Ascension Place is a nonprofit transitional housing program with a mission “to support women in crisis and transition by providing a stable environment and the opportunity to explore options for their future.” For more than six years, Ascension Place has hosted an annual arts program with funding from the Minnesota Regional Arts Council (MRAC). The emphasis of the 2011/2012 MRAC program was to support artistic expression while simultaneously encouraging independence and skill-building, focusing on sustainable and accessible fine arts projects that participants could recreate once they transition to independent housing. Ascension Place’s arts program also provides opportunities for each participant to express her point of view in relationship to her surrounding community, illuminating artistic visions of women who oftentimes feel voiceless or underrepresented in our various political processes.
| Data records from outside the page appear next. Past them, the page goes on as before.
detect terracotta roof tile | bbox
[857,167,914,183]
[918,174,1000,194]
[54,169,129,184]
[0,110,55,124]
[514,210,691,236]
The exhibit includes pieces selected from Ascension Place’s Photography Workshop, Printmaking Workshop and Found Object Sculpture Project, all conducted by Minneapolis photographer and artist Hillary Cohen DeParde. Every session began with a Mixed Media free-association drawing exercise that used varying combinations of watercolors, color pencils, oil pastels and markers. The exercise was inspired by the Orphism art movement, known for its vivid geometric designs. The Photography Workshop was comprised of low-tech methods including cyanotype and pinhole photography, relying on the use of accessible, everyday materials. The participants also helped construct an onsite darkroom and developed the film using traditional methods. The Printmaking Workshop included various techniques such as monoprint, relief print, lithography and etching. The Found Object Sculpture Project repurposed wood scraps as well as participants’ unused personal items.
Each workshop included dialogue in recognition of prominent women artists, with projects inspired by Sonia Delauney, Louise Nevelson, Kathe Kollwitz, Amie Kingston, Faith Ringgold and Deborah Butterfield. The workshops also promoted community-building, with many projects resulting in collaborative pieces as well as individual works.